THE ANTHOLOGY OF STINGY BEAR'S ADVENTURES

by Edward C. Whisenant

Pub Date: Sept. 21st, 2006
ISBN: 978-1-4259-5593-9

Greed, selfishness and big government get lambasted in this amusing, opinionated children’s book.

Solomon Von Bruinmeister III, aka Stingy Bear, is a pure distillation of childish avarice. Like many young cubs, he is acquisitive, self-centered and heedless of consequences, but he’s unusual in his drive to con, wheedle and arbitrage the world out of as much money, candy and Christmas loot as possible. His schemes are varied and ingenious. He asks Santa to bring toys for nonexistent siblings, makes two Halloween trick-or-treat runs dressed in different costumes, sells a dead raccoon to the village idiot as a hiccup remedy and sends himself fake Valentines to score a dream date with Sweet Cindy Sugar Bear.

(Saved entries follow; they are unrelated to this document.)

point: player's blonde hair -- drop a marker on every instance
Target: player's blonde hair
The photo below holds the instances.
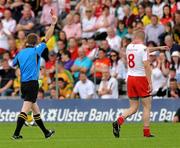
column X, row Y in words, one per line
column 139, row 34
column 32, row 39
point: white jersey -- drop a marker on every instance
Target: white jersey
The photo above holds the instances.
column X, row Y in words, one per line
column 136, row 54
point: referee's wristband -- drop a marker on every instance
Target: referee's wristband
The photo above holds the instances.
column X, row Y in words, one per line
column 53, row 25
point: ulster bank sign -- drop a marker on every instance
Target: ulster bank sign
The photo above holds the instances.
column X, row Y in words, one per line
column 88, row 110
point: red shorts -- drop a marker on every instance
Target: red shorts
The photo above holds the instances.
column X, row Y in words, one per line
column 138, row 87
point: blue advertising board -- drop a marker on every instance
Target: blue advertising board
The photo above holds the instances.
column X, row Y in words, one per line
column 89, row 110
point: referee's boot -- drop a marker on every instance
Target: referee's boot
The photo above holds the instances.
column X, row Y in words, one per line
column 49, row 134
column 116, row 129
column 14, row 137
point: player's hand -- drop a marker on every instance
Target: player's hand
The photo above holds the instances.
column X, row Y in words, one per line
column 54, row 17
column 150, row 87
column 164, row 48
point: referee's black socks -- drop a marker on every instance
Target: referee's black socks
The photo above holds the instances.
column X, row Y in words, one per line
column 20, row 122
column 40, row 123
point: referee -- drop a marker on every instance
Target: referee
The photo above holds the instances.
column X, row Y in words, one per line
column 28, row 59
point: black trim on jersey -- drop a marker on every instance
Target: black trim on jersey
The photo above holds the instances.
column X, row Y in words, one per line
column 45, row 53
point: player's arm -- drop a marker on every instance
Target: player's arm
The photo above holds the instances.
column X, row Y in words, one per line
column 147, row 67
column 50, row 31
column 159, row 48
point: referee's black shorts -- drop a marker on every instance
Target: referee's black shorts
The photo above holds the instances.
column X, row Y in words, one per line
column 29, row 90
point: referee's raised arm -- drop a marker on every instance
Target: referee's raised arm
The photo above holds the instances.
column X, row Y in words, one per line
column 41, row 49
column 50, row 31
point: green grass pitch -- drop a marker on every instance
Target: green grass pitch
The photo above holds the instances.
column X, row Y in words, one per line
column 92, row 135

Long-suffering Father Bear retaliates with lectures and spankings, but sometimes he’s so wearied by his offspring’s relentless advantage-seeking that he just shakes his head in dismay. The author intends the book for readers from “10 to 110,” and kids and adults alike will chortle at Stingy Bear’s often hilarious misadventures and find that Whisenant’s ornate vocabulary–“Oh, what unbridled ecstasy it was to antagonize that electro-mechanical creature”–lends his prose a piquant charm. Unfortunately, some of Stingy’s enterprises, like selling his classmates peeks at a Playbear magazine, raise issues that parents might not want to discuss with ten-year-olds. Likewise for the conservative politics imparted through the plot–Stingy makes $900 from food-stamp fraud–and the characters’ soapboxing. Readers who like guns, are suspicious of paper money and think bureaucrats in the “Department of Bearland Security” are comic-opera totalitarians will have their beliefs validated. Others will have slurs–“Catch-and-release is a practice of limp-wristed, lettuce-eating liberals”–cast their way. When Father Bear’s resentment at paying property taxes to support school construction takes an almost anarchist tone–“Voting is a mere distraction for the gullible masses”–some readers may feel he’s sending Stingy mixed messages about responsibility and public-spiritedness.

An entertaining set of fables that packs some ideological baggage.